Today, Wenger does not want his team to be embarrassed to take the ball and attack. Along with his players, he has studied the tape of the game at United and hopes that they can avoid the same mistakes.

“The task of the two teams will be to stop the opponent from being dangerous offensively. But not to forget to get forward. We forgot a little bit to project ourselves forward at Man United,” he said.

“People forget that United had two shots on target on the day and they scored a goal off a shoulder from a corner. But on the day I believe we were not completely ourselves offensively and that’s what we want to do better tomorrow, to be dangerous offensively. It’s what we want to show at City. We learn from it and we go again.”

City have been relentless at home, with 25 goals in their last five games at the Etihad, and Arsenal are unlikely to be able to camp in their own box and block City off. If they are going to win, they need to attack and they need to seize control of possession.

“You need a strong defensive performance and maybe the best way to do that is to attack and us have the ball and let them not find their flow,” Wenger said.

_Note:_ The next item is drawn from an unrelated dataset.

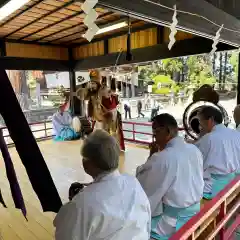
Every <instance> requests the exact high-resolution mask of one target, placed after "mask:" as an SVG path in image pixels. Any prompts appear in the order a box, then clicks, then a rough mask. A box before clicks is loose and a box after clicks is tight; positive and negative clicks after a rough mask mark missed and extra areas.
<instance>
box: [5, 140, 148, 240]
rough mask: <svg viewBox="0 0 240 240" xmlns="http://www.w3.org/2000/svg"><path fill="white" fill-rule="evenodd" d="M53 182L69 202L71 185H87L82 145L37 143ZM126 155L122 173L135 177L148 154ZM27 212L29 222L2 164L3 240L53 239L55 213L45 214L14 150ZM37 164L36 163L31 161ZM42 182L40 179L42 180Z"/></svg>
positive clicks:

“We need to make sure we have the ball. When they have the ball they are dangerous: Silva, Touré, Aguero, Negredo – they have potential to be dangerous. For us it is important we have the ball.”

It might sound reckless but one of City’s problems this season has been the lack of a holding midfielder, and too much space in front of their defence. Those are the gaps that Wenger’s new model army can burst into to test a City back line that is still settling down after Vincent Kompany’s long absence.

“City have a very strong squad, I do not deny that,” Wenger concluded. “But I look at my squad and think I do not envy them.”

Wenger cagey on Sagna

Arsène Wenger said last night that the future of French right-back Bacary Sagna “could be decided in the next two weeks”. Sagna is in the final year of his contract at Arsenal and will face a late fitness test for today’s game at Manchester City.